THE PLAY THAT GOES WRONG is a farcical delight! (Broadway)





In 1923 there was THE TORCHBEARERS.  In 1982 the stage was filled with hysterical disasters during NOISES OFF.  Now there is THE PLAY THAT GOES WRONG, the zany Laurence Olivier Award winner.

All three farces are plays about plays in which everything that could go wrong does, and then some!

Even before the performance officially starts, the audience quickly knows that things are not theater-normal. 

Members of the cast crawl over and under auditorium chairs and ask the audience to help them find a lost dog that is needed for the show, but has escaped from backstage.  A member of the audience is dragged up on stage to help mend a broken mantelpiece while techies try and repair pieces of scenery with masking tape.  (Yes, this looks like a disaster in the making.)

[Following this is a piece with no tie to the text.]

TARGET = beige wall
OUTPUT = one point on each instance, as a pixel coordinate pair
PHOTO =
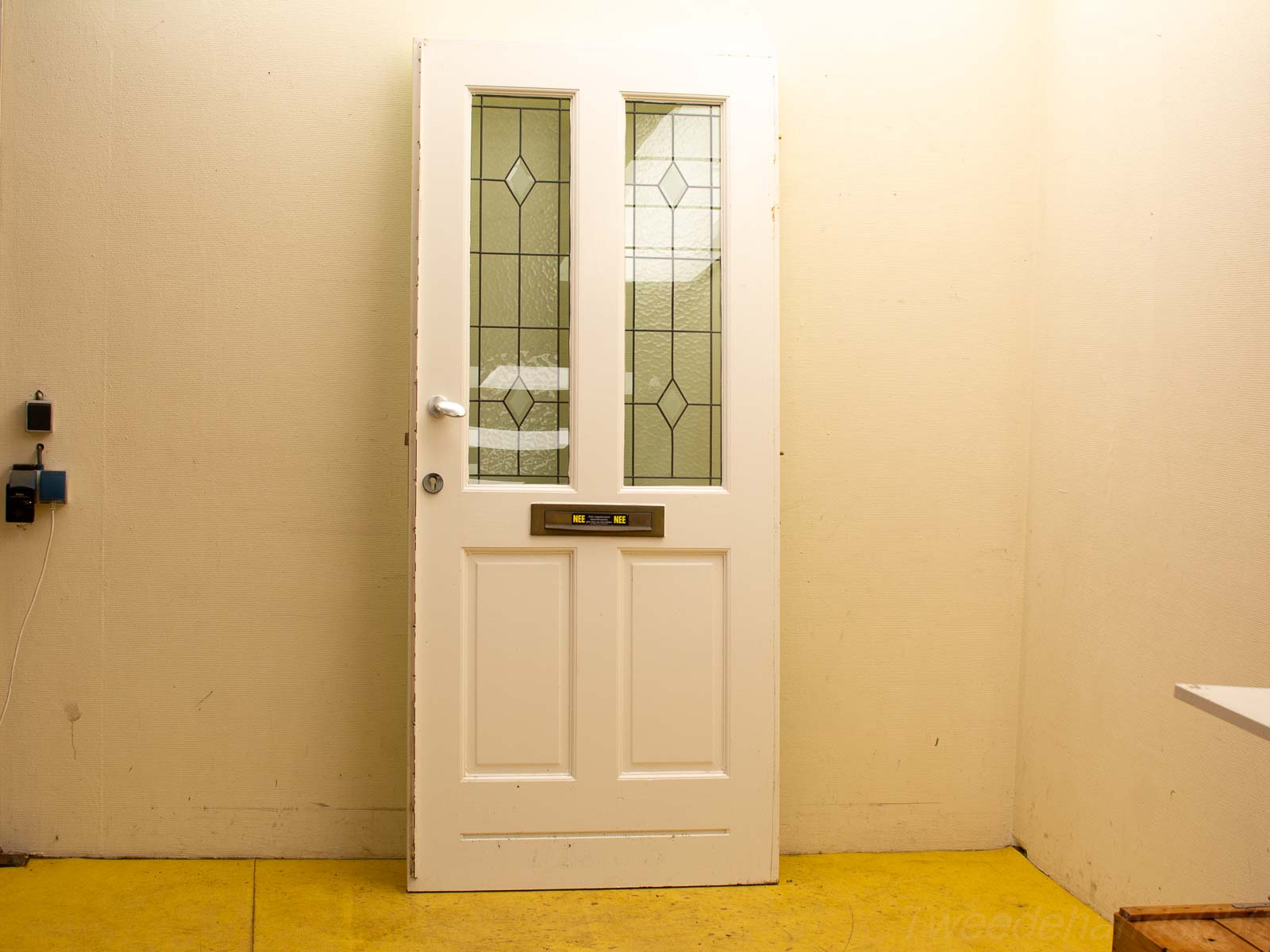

The “director” of the Cornley Polytechnic Drama Society, tells us about the group. He explains their financial problems and their productions of such economic-stagings of JAMES AND THE PEACH and CAT.   

No wonder with their financial problems the set for THE MURDER AT HAVERSHAM MANOR, which we are about to see, looks like it is about to fall down.  (Woops, plot revelation alert!)

As the “program” states, “Sanford Meisner (an acting teacher who developed an approach to acting instruction that is now known as the Meisner Technique in which the emphasis is on the reality of doing) once said, ‘Acting is behaving truthfully,’ so we immediately changed all the names in the play to our own names and cut the murder, the manor house setting and any other element that we hadn’t personally experienced.”  That, in and of itself, should prepare everyone who reads the creative Playbill of what idiocy is to come.

THE MURDER AT HAVERSHAM MANOR is a 1920s murder mystery and…

What we soon realize is that we are viewing a play within a play and even the playbill is that of two different shows.
We also learn that our original observations were right and the play within the play is going to be plagued with numerous disasters.  

In the process of the production, doors jam, windows fall out, set pieces fall off, a platform collapses in a series of slow drops with members of the cast perched on it. Chaos reigns.  

There are line flubs, late entrances, cast members are knocked out by doors which are opened at the wrong time, misplaced props, missed cues, repeated, wrong liquids drunk, mispronunciations, cast substitutions, physical violence between actors and the eventual collapse of the entire set.  



The production of THE PLAY THAT GOES WRONG opened on Broadway in April, 2017, following a long London run.  The play then moved off-Broadway in February of 2019.
THE PLAY THAT GOES WRONG is farce at its highest level.  Director Matt DiCarlo, who directed this production (Mark Bell directed the original Broadway show) pulls out all the stops.  Shtick, prat-falls, fisticuffs, double-takes, thrown glass vases, and a swordfight complete with swords that break, are all included. 

Oh, and then there is the dog.  Well, much as the rabbit in HARVEY, an imaginary dog who plays a vital role in the plot.  (Come on now, could I make this up?)

The beauty of the whole production, and the resulting hilarity, is that the director and the cast know how to do farce well.   The audience laughs at the lines and the actions, not over-acting, which is often the trait of farce gone-bad.

According to the play within the play program, Chris Bean not only plays the leading role of Inspector Carter, but he also directed, designed the set and the costumes, as well as making the props, managing the box office, doing the press and public relations, and acting as the voice coach.  (Oh, what a man!)

The “real” cast, Ryan Vincent Anderson (Trevor), Matt Harrington (Chris), Chris Lanceley (Jonathan), Brent Bateman (Robert), Bartley Booz (Dennis), Ashley Reyes (Sandra), Matt Walker (Max) and Bianca Horn (Annie) form into a unit that plays off each other to create a symphony of hysteria.  

No one can be singled out, as the interaction between the group, as they face boundless obstacles, is a perfect blending.


 
Nigel Hook not only designed a set that works perfectly, but must be a mechanical genius to have devised all the set disasters. 

Capsule Judgment:  Like any well-written farce, the quality of the ridiculousness is only as effective as the cast and director.  In the case of THE PLAY THAT GOES WRONG, all of the needed elements are present and hysteria reigns.